On 1 July 2014, the implementing regulations for the Foreign Account Tax Compliance Act (FATCA) came into operation in Ireland. Ireland signed an intergovernmental agreement with the United States to implement FATCA, and since then all Irish financial institutions are obligated by law to comply. Less onerous responsibilities also exist for non-financial institutions in Ireland.

FATCA requires foreign financial institutions (FFIs) to identify and document all financial accounts and annually report those held by US persons and certain non-compliant account holders, and potentially withhold on certain withholdable payments to non-compliant account holders. Failing to do so will result in penalties and other potential sanctions as well as a 30% withholding tax on certain US-sourced payments, such as dividends and interest, and gross proceeds from the sale of relevant US assets and foreign passthru payments.

Common Reporting Standard

Further to the introduction of the Foreign Account Tax Compliance Act (FATCA), on 15 July 2014, the OECD introduced the Common Reporting Standard (CRS) which acts as the single global standard governing the automatic exchange of information between tax authorities of tax jurisdictions that have signed up to the Standard.

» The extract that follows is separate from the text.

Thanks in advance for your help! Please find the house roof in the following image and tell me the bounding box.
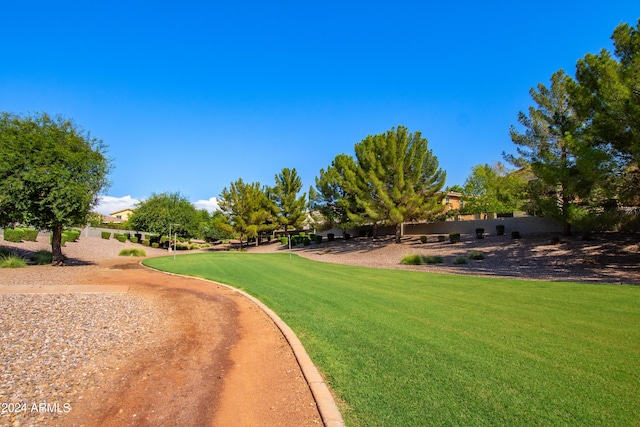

Ireland fully supports the move towards global tax compliance and tax transparency, including the automatic exchange of information for tax purposes, and is an early adopter of CRS, having implemented these rules into Irish law in December 2015. As persons in an early adopter country, all Irish entities and Irish branches of foreign entities must ensure that they are compliant with Irish Common Reporting Standard Regulations (Irish CRS Regulations) from 1 January 2016.

The OECD leveraged FATCA to design the CAA and CRS and as such the Standard is broadly similar to the FATCA requirements, albeit with numerous alterations. However a major difference is the significantly higher number of reportable persons due to the increased instances of potentially in-scope accounts and the inclusion of multiple jurisdictions to which accounts must be reported. In addition, where entities were not previously classified as in-scope FIs by FATCA, significant investment may be required to assist with the implementation of compliance programs under CRS.

Additional AEOI Developments

With the global shift to greater tax transparency comes continuous developments in the AEOI area, including the implementation of a Worldwide Disclosure Facility containing beneficial ownership information of legal entities and arrangements which opened on 5 September 2016.